En 1998, l’Ukraine lança un appel d’offre pour sa déconstruction mais c’est… d’une agence de tourisme qu’elle reçut une bien étrange proposition. Lot Chong, agence chinoise de Macao, proposait d’acheter le navire pour 20 millions de dollars, trois fois le prix de la ferraille. Son projet : le transformer en… casino flottant. Il s’agissait en réalité d’un subterfuge. La Lot Chong Agency qui n’a, alors, pas de bureaux à Macao est une façade de la société de Hong Kong, Chinluck Holding Co. Ltd., derrière laquelle se cachent les services secrets chinois de l’Armée Populaire de Libération (APL). Le subterfuge semble devoir fonctionner au nez et à la barbe de tout le monde. En juillet 1999, le bâtiment est prêt à être pris en remorque, destination la Chine.

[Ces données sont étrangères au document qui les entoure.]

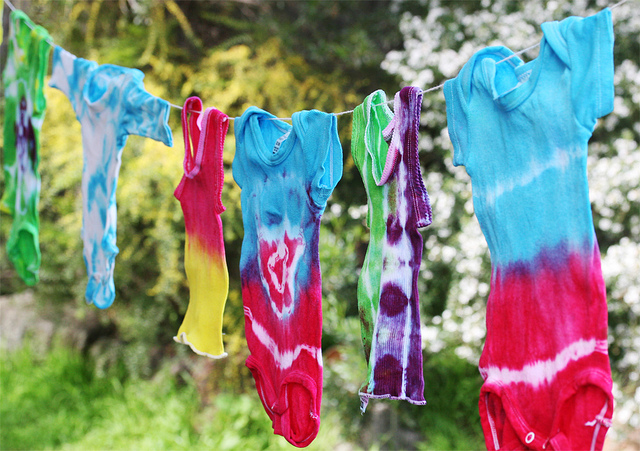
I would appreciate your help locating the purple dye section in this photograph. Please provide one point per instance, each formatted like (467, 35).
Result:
(396, 353)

Mais les difficultés ne font que commencer pour le futur Liaoning. Les autorités turques (sur pression de l’OTAN ?) s’opposent à son passage dans le Bosphore y voyant officiellement une menace pour la navigation en cas de fausse manœuvre. Durant 16 mois, Pékin négocie avec Ankara ce droit de passage. Ce n’est que le 1er novembre 2001, que l’ex-Varyag est finalement autorisé à franchir le Bosphore contre le paiement d’une forte somme versée à la Turquie.
Quelques jours plus tard, le convoi est pris dans une violente tempête en mer Egée, devant l’île grecque de Skyros. La remorque casse. Le bâtiment part à la dérive. Il faudra six jours pour le reprendre au prix de la vie d’un marin. En Méditerranée, le convoi se voit interdire le passage par le canal de Suez, le navire remorqué n’ayant pas d’appareil propulsif. Commence alors un long périple via Gibraltar et…le cap de Bonne espérance. Le convoi contourne l’Afrique pour rejoindre l’océan Indien. Le 3 mars 2001, il arrive enfin dans le port chinois de Dalian, après quatre mois de navigation !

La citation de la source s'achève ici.